Some prominent business leaders like Dow Chemical’s CEO, Jim Fitterling, have indicated they are supportive of a large infrastructure bill. He recently told the Financial Times, “I think this is a little bit like the pandemic: you don’t waste the crisis, you use this to drill in.” Many are also realizing that Texas’s power grid’s failure provides a rare opportunity to push for a far-reaching infrastructure bill. The Texas outages underscored the need for national infrastructure spending and put a chill on any legislator’s arguments that spending on America’s infrastructure isn’t necessary. This will make Biden and the Democrats’ infrastructure case more solid.
Whether a bill as high as $3 trillion or something lower inevitably gets passed through and signed, I think it is likely that some kind of infrastructure bill will happen this year. The result will be some panic on Wall Street, as investment priorities are realigned, but it will result in a decent period of stock market growth and employment after that. It’s interesting to note by comparison that the New Deals of the 30s helped matters, for sure, but they weren’t the only reason the economy recovered.
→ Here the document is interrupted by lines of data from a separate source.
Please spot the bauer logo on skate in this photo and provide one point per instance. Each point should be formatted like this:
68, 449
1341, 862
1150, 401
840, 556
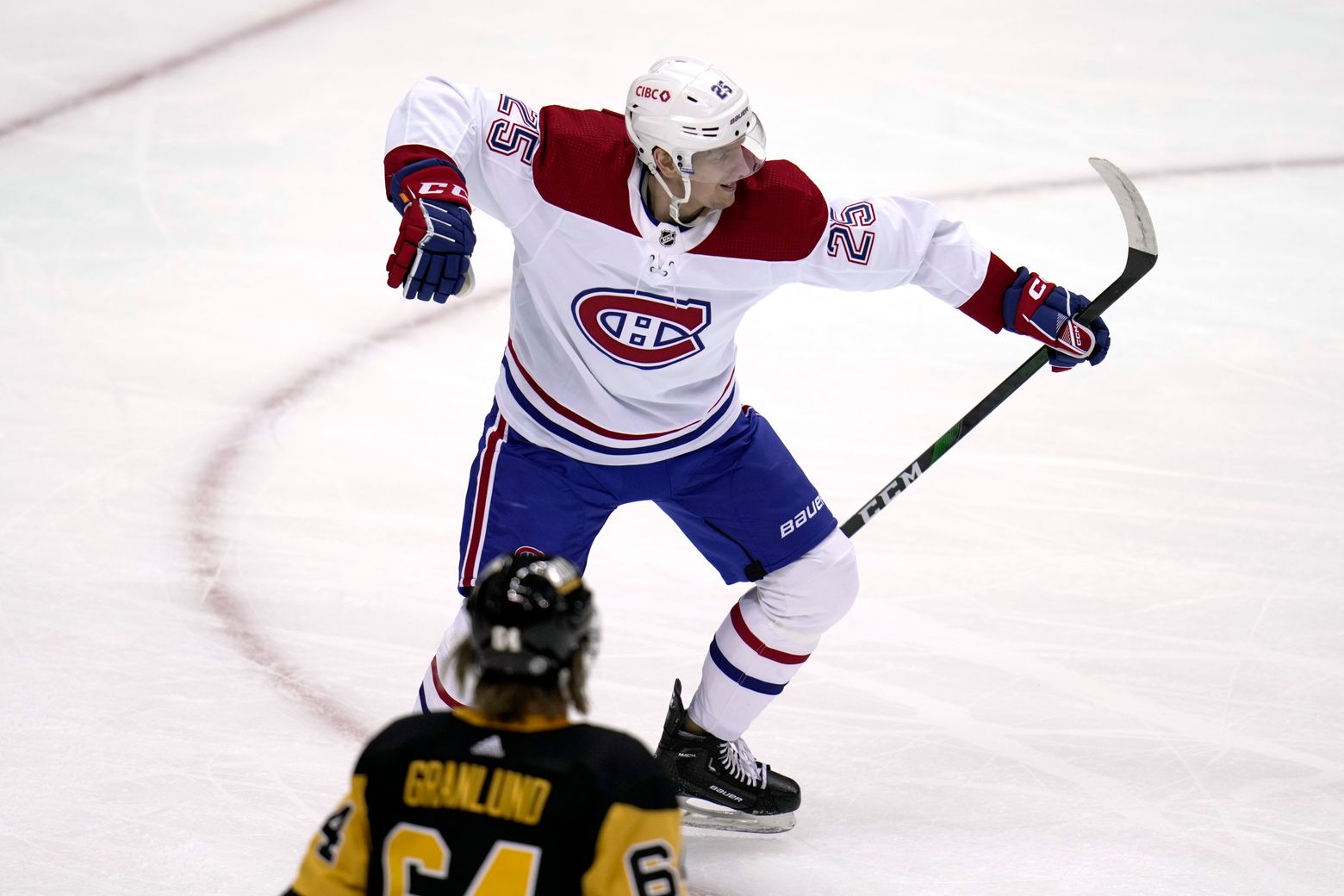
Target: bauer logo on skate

The massive military expenditures of World War II, not the New Deal, eventually pulled the United States out of the Great Depression.
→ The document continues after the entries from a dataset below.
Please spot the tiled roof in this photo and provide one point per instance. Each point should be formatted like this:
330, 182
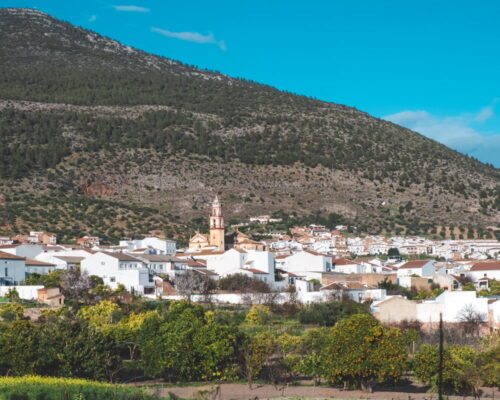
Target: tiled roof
414, 264
121, 256
255, 271
486, 266
36, 263
8, 256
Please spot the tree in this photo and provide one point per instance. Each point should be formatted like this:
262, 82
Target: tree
458, 361
76, 285
11, 311
190, 282
243, 283
257, 350
471, 319
258, 315
186, 345
361, 352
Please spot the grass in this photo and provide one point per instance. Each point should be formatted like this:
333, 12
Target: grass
47, 388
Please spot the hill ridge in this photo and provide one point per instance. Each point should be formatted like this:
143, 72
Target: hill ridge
109, 125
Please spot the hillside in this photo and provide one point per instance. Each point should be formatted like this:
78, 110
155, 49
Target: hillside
82, 116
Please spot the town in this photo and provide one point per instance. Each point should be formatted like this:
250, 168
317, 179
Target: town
444, 277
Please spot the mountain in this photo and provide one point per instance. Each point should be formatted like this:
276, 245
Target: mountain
87, 123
After every economic crash in our history, people say, “Nobody knew that was about to happen.” A few months later, they say, “We should have seen all these signs.” Then, they invariably say, “Well, next time.” If you start preparing now for “next time,” you will find yourself positioned to survive even the worst of economic downturns. Many indicators point to the stock market and the economy taking a nosedive this year or next. As the other two videos in this series point out, the warning signs are there; however, we are in relatively new and unchartered territory. There are a few opportunities on the horizon we have yet to realize fully. If the coronavirus numbers continue to decline, if Americans rush out of their homes and into the sunlight with open wallets and new priorities, if new businesses gain confidence again and expand their workforces or expand their markets, if a Newish Deal can be struck that pleases people, government, and business, maybe we have enough promise to keep the stock market churning positively forward. That is a lot of ifs, but even a few of those ifs becoming successes will result in positive growth. The long-term risks are still genuine. America’s out-of-control debt, inflation, the continued devaluation of the dollar, and any further reduction in the country’s credit-worthiness, will hinder us later in life and will threaten the security of future generations. So, the most significant success would be anything that addresses our current situation and doesn’t just kick the can further down the road to successive generations.
What do you think? Are we heading over a cliff, or are we at the cliff’s edge with wings of opportunity spread and ready to take flight?
As always, please stay safe out there.